Of course, these days, no self-respecting appliance would be caught dead without an embedded microprocessor. The busy little brain in the Sonicare turns the brush off after two minutes of operation (during which time some models alert you every thirty seconds to move to the next quadrant of your mouth), and even increases the brushing action over the first twelve uses, starting (relatively) slowly and working up to its full operating strength. The two minute duration is a dentist-recommended practice; according to a survey mentioned on the company's website (http://sonicare.com), most people brush for less than this time. (If asked, I would not have been able to say how long I brush my teeth, but thanks to the two-minute timer, I now know that I go for longer than that using my previous electric (an Oral-B), though much less if using a manual toothbrush.)

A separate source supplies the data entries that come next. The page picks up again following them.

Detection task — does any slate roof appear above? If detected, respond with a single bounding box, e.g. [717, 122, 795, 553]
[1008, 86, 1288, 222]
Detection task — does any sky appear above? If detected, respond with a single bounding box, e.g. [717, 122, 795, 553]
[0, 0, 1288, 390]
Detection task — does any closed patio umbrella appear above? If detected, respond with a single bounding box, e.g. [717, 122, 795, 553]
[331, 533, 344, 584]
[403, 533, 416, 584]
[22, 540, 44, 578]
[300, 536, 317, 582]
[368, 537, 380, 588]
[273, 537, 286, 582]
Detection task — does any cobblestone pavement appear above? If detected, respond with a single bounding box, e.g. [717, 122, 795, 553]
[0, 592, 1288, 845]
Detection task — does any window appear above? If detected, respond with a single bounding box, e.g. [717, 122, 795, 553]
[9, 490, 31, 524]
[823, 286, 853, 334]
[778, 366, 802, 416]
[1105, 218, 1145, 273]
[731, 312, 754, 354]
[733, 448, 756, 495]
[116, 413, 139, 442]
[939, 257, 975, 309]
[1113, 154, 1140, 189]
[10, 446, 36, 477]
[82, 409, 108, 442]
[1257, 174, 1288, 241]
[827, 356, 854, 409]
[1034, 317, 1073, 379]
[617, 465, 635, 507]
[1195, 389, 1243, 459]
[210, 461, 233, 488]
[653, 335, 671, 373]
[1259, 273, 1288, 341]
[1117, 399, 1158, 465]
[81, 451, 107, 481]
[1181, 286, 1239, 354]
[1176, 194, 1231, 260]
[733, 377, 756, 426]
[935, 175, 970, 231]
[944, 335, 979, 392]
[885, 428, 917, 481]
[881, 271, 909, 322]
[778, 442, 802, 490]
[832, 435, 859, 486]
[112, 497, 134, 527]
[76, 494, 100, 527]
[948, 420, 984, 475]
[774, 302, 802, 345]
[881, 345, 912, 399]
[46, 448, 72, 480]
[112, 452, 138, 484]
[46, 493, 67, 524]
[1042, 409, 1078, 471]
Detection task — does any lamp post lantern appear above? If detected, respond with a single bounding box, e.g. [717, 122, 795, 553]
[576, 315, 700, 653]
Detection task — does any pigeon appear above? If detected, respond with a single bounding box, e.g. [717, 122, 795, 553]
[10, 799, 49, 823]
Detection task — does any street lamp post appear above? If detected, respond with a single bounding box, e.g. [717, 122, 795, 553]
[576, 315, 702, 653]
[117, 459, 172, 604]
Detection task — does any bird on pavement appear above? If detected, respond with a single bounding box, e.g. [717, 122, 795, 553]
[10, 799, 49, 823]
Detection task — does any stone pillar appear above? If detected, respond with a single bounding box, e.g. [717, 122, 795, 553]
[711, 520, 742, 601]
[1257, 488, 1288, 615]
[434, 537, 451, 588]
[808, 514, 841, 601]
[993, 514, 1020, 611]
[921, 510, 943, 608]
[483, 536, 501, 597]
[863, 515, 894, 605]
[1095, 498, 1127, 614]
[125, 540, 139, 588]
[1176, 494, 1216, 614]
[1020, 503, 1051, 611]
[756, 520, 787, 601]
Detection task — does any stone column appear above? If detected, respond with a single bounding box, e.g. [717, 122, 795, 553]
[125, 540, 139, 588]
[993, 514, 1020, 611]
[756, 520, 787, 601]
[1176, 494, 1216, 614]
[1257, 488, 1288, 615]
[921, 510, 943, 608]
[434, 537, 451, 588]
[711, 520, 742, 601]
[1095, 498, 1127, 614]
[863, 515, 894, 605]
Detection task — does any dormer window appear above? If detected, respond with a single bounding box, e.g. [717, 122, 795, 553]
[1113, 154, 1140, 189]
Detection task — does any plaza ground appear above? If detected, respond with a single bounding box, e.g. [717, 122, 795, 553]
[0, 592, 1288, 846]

Interestingly, another part of that survey indicates that proportionally four times more dentists use an electric toothbrush (not necessarily a Sonicare) than the general populace.

Development on the idea started in 1987 in a partnership between an electrical engineer and two dentists. After several false starts, they came up with the working design and introduced the Sonicare toothbrush at a dental tradeshow in 1992, and began selling it through dental professionals. In 1995, the device had earned a sterling reputation and was widely recommended by dentists to their patients. The company, known as GEMTech until then, changed its name to Optiva Corporation, and in 2000 was acquired by Philips Domestic Appliances and Personal Care.

[1] "This is not your father's X" is a saying patterned after an Oldsmobile commercial in the 1990s, and indicates that X has been considerably improved or totally re-invented, and should not be judged on experiences with the previous generation.

[2] Part of the appeal may have been the myth that brushing teeth up and down is far superior to other motions. In fact, the Sonicare brushes side-to-side.